Our case study also highlights an understudied aspect of high-resolution GPS data in animal movement studies: positional accuracy. Because GPS positional error is Gaussian in nature, this error will not tend to systematically alter estimates of interindividual distances (Haddadi et al. 2011; King et al. 2012) or interaction with features of the environment (Fehlmann et al. 2017a; Strandburg-Peshkin et al. 2017), or conspecifics (Farine et al. 2016, 2017; Strandburg-Peshkin et al. 2015), and therefore does not normally need to be accounted for in such contexts. However, calculated distance traveled estimates are sensitive to positional measurement error (McGavin et al. 2018; Noonan et al. 2019), and these errors are pronounced at short GPS sampling intervals which will affect the estimated travel path. We therefore smoothed our 1-s GPS data in an attempt to reduce the impact of such high-frequency noise, and this resulted in significantly shorter distance estimates (ESM Table SI). Further work is now needed to explore if such smoothing is required because GPS loggers have on-board smoothing algorithms (which typically cannot be accessed by the end-user). These algorithms minimize “jitter” or “drift” when the logger is slow-moving or stationary (see ESM Fig. S2 for an example from our data) making it challenging to determine if post hoc smoothing removes “real movement,” “noise,” or both. Combining aerial video footage and GPS data of moving animals in the wild (e.g., on a beach where tracks are left) would be one way to investigate the relationship between true movement and GPS measured movement. Another would be to match GPS data to acceleration data to distinguish between active and nonactive time periods (Fehlmann et al. 2017b).

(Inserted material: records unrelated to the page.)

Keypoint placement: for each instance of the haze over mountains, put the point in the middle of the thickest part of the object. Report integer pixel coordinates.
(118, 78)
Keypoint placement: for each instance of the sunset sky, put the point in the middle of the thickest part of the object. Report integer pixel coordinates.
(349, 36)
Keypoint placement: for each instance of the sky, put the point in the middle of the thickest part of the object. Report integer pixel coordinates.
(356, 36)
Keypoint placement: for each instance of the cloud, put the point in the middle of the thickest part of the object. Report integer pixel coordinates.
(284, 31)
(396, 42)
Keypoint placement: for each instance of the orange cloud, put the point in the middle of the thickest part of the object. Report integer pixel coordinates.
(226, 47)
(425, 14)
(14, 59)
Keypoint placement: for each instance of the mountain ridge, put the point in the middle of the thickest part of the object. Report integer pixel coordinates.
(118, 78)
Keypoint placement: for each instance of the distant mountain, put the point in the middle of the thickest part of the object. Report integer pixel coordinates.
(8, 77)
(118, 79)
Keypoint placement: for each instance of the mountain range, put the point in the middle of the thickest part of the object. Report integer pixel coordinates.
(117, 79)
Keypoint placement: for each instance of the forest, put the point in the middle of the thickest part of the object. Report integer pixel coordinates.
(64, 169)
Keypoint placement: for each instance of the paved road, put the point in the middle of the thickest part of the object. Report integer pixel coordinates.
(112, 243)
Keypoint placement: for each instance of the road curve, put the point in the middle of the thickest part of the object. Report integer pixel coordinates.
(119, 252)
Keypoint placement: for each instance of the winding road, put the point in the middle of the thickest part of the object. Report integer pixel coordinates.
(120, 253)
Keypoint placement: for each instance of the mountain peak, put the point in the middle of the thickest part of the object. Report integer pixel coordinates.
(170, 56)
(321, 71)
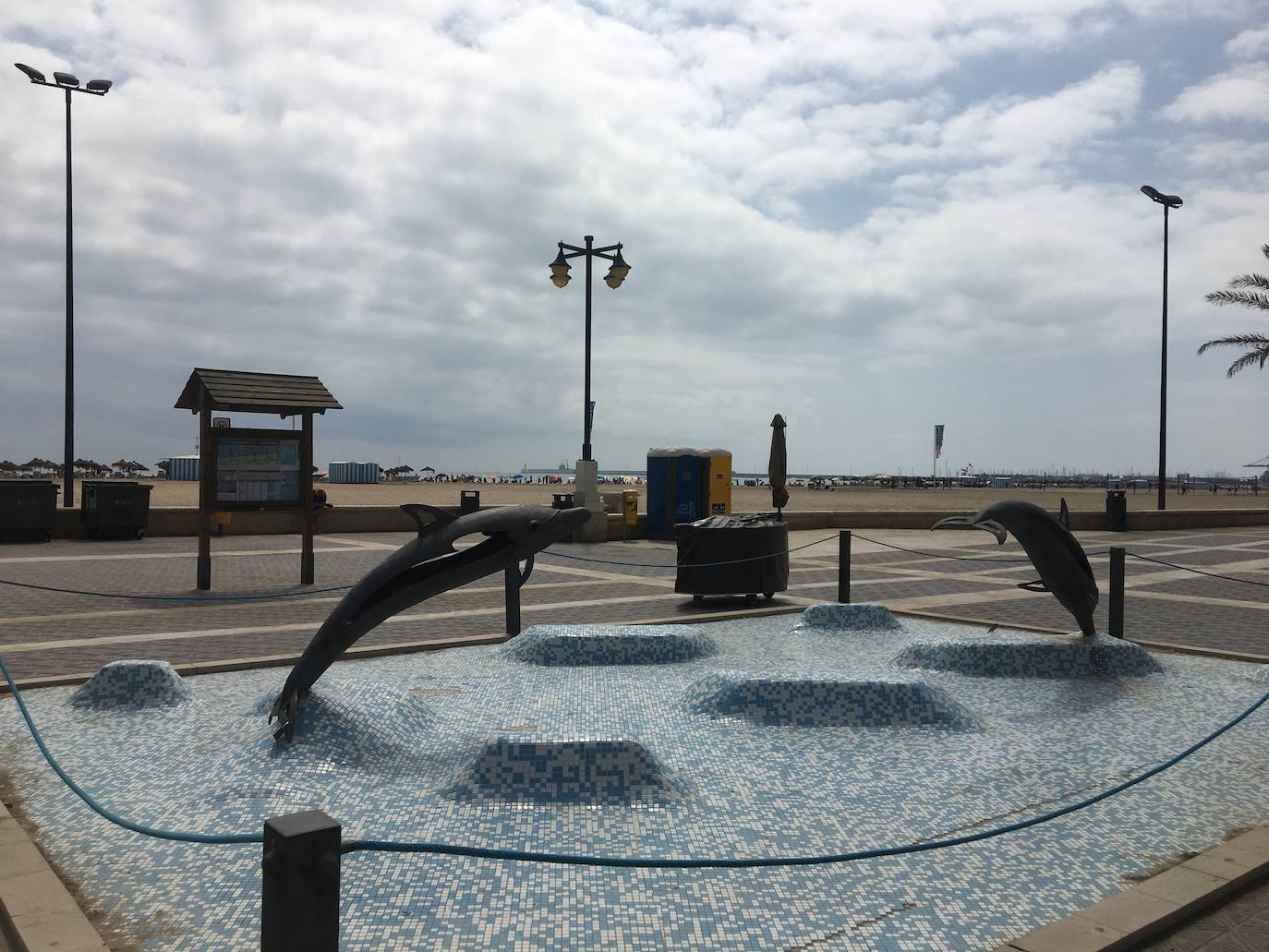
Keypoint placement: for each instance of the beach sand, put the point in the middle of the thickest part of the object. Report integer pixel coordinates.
(746, 499)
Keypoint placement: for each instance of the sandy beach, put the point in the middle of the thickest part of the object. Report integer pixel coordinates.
(746, 499)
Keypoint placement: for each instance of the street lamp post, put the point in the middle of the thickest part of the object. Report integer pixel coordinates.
(1166, 202)
(586, 488)
(68, 83)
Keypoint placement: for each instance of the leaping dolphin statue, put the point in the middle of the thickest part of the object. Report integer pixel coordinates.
(419, 570)
(1058, 556)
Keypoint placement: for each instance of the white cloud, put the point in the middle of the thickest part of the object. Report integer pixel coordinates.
(1249, 43)
(1242, 93)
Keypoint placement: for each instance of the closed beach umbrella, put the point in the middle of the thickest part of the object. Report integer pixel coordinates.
(778, 466)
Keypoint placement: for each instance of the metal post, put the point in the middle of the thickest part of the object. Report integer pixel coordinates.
(68, 448)
(206, 498)
(512, 582)
(306, 495)
(844, 566)
(1163, 383)
(586, 400)
(1117, 592)
(299, 898)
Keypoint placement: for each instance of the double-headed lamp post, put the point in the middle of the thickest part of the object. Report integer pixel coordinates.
(98, 88)
(616, 275)
(1166, 202)
(586, 484)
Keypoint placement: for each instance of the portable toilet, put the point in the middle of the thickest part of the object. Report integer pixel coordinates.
(719, 483)
(677, 488)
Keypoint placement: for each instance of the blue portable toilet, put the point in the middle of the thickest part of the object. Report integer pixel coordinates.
(677, 488)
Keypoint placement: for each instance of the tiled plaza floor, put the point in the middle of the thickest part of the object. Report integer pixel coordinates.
(54, 633)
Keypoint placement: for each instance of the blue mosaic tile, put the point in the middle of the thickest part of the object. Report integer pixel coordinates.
(132, 684)
(565, 645)
(853, 617)
(1037, 657)
(383, 745)
(806, 702)
(543, 769)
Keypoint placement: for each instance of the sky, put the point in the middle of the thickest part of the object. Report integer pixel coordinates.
(867, 216)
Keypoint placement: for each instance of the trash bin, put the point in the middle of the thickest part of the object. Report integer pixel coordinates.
(1117, 511)
(630, 507)
(722, 555)
(27, 509)
(115, 508)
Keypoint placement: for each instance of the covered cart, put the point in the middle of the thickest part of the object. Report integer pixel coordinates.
(732, 555)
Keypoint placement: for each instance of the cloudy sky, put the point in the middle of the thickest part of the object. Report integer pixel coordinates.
(867, 215)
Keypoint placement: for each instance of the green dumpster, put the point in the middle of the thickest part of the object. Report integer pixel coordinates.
(27, 509)
(115, 508)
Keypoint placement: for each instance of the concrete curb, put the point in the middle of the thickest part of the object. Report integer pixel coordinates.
(1171, 898)
(37, 911)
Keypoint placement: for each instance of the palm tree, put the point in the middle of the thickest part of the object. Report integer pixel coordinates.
(1251, 291)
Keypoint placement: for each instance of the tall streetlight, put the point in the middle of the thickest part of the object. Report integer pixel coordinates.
(1166, 202)
(586, 490)
(68, 83)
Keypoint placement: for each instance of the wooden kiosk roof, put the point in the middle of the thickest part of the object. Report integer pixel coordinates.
(284, 393)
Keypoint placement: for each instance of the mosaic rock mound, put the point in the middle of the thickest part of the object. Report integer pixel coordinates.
(357, 724)
(571, 645)
(804, 702)
(132, 686)
(859, 617)
(1018, 657)
(550, 771)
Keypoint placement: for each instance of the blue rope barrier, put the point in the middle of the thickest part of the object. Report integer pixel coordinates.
(174, 598)
(620, 862)
(219, 838)
(1197, 572)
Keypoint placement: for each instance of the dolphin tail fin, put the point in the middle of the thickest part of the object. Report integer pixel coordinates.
(417, 512)
(284, 711)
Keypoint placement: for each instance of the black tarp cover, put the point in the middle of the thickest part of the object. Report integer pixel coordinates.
(729, 538)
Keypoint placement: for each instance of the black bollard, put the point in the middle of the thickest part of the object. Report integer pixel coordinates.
(1117, 592)
(844, 566)
(299, 900)
(513, 580)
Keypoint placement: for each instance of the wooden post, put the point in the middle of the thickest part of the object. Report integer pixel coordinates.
(844, 566)
(512, 583)
(1117, 592)
(306, 497)
(206, 498)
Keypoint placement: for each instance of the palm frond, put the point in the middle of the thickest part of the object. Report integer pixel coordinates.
(1258, 355)
(1248, 359)
(1238, 341)
(1246, 298)
(1251, 281)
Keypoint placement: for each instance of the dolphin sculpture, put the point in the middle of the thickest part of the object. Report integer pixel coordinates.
(1058, 556)
(419, 570)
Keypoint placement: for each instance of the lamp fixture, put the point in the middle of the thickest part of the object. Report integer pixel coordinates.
(560, 270)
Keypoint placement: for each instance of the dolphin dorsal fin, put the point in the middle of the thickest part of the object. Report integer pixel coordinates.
(440, 517)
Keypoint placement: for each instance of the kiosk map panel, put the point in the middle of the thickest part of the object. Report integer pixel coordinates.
(257, 470)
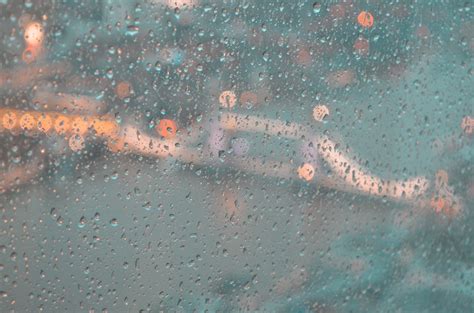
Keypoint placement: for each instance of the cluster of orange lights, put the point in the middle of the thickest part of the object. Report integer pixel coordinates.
(51, 122)
(74, 127)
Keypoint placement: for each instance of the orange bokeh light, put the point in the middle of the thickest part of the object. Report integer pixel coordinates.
(167, 128)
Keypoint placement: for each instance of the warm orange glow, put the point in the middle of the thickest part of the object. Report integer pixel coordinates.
(27, 121)
(105, 127)
(62, 124)
(45, 123)
(34, 34)
(80, 125)
(365, 19)
(9, 120)
(76, 142)
(167, 128)
(227, 99)
(306, 172)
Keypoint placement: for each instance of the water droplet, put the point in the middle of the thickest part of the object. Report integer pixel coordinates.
(82, 222)
(132, 30)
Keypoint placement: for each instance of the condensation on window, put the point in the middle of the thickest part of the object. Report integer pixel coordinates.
(236, 156)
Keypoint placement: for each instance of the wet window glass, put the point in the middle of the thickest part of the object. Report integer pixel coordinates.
(236, 156)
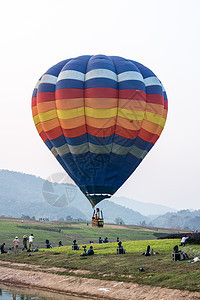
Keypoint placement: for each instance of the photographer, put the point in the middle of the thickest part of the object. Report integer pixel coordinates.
(89, 252)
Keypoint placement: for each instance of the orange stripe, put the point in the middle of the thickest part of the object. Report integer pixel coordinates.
(126, 133)
(132, 104)
(51, 124)
(39, 128)
(152, 127)
(69, 103)
(101, 102)
(72, 123)
(128, 124)
(34, 111)
(155, 108)
(101, 123)
(46, 106)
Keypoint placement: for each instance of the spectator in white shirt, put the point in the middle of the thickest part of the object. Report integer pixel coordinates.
(183, 240)
(31, 238)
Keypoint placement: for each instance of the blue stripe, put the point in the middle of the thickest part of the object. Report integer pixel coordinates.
(154, 89)
(100, 62)
(141, 144)
(101, 82)
(132, 84)
(46, 87)
(56, 69)
(78, 64)
(123, 65)
(143, 70)
(69, 84)
(34, 93)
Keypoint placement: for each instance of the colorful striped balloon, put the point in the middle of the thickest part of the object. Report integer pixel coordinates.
(99, 115)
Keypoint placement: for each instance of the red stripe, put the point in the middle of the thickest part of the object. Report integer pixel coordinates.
(33, 101)
(74, 132)
(101, 92)
(166, 104)
(126, 133)
(54, 133)
(148, 136)
(155, 98)
(45, 96)
(69, 93)
(132, 95)
(43, 136)
(101, 132)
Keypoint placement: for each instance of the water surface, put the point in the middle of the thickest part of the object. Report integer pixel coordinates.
(16, 293)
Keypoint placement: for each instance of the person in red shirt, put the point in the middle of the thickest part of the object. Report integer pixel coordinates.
(16, 244)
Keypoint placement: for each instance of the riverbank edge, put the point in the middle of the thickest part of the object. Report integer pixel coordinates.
(17, 275)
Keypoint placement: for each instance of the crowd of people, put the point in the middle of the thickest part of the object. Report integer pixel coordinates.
(16, 242)
(28, 244)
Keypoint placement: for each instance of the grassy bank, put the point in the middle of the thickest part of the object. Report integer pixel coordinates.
(68, 231)
(159, 269)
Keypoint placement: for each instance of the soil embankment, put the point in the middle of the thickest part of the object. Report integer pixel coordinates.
(36, 277)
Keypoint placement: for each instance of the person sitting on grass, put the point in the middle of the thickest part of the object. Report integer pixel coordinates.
(183, 241)
(148, 252)
(120, 249)
(3, 248)
(106, 240)
(89, 252)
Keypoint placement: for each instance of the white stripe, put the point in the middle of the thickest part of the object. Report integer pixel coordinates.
(163, 87)
(71, 74)
(37, 84)
(130, 75)
(48, 79)
(152, 81)
(101, 73)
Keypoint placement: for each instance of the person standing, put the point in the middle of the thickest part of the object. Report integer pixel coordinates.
(3, 248)
(16, 244)
(183, 240)
(31, 238)
(25, 239)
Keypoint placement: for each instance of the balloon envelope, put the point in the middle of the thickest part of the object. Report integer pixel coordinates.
(99, 116)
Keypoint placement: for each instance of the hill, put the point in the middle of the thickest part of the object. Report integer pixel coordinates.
(145, 208)
(184, 219)
(33, 196)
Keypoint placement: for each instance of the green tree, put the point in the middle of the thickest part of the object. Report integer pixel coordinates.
(119, 221)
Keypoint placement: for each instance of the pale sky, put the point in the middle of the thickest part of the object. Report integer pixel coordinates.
(162, 35)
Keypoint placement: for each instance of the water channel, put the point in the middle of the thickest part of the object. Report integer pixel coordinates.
(16, 293)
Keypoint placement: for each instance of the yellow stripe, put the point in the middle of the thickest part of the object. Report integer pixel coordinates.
(70, 113)
(101, 113)
(135, 115)
(45, 116)
(155, 118)
(36, 119)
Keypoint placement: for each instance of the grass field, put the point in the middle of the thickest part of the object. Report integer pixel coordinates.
(159, 269)
(68, 231)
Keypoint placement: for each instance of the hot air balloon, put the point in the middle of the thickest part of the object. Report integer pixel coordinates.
(99, 116)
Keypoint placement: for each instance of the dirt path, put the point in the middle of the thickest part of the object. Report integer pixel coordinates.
(35, 277)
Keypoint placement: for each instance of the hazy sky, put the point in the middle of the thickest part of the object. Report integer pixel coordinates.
(162, 35)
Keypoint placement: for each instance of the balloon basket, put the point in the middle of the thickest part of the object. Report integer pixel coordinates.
(97, 223)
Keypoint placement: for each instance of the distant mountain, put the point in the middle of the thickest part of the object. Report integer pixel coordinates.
(147, 209)
(183, 219)
(33, 196)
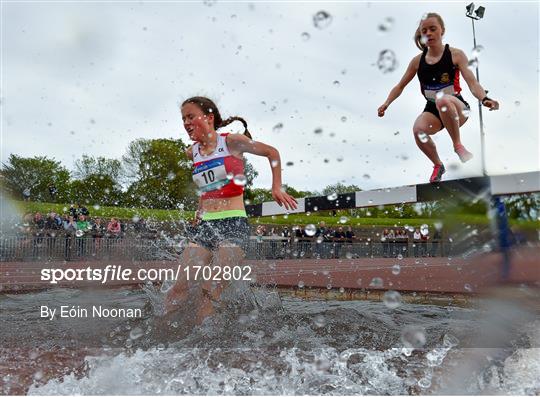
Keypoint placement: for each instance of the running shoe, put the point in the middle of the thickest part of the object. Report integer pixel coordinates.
(464, 154)
(437, 173)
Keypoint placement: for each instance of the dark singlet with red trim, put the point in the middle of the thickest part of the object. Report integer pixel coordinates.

Finally, our findings highlight the need to choose an appropriate GPS sampling interval. The smaller the sampling interval, the higher the number of GPS fixes taken within a given time frame and the higher the accuracy of any subsequent distance estimate. But this comes at the cost of shorter battery life, and hence a shorter data collection period. This makes high-resolution GPS sampling less practical for longer-term studies in primate spatial ecology because collars need to increase in size and weight to accommodate larger batteries. However, this issue can be overcome if collars use solar cells with rechargeable batteries and dynamically switch between different sampling rates depending on the animal’s activity (e.g., Wilson et al. 2018). Given these tradeoffs, studies will likely continue to use different GPS sampling regimes, and so our case study provides useful rule-of-thumb for the magnitude of change expected when estimated travel distances with different GPS sampling intervals.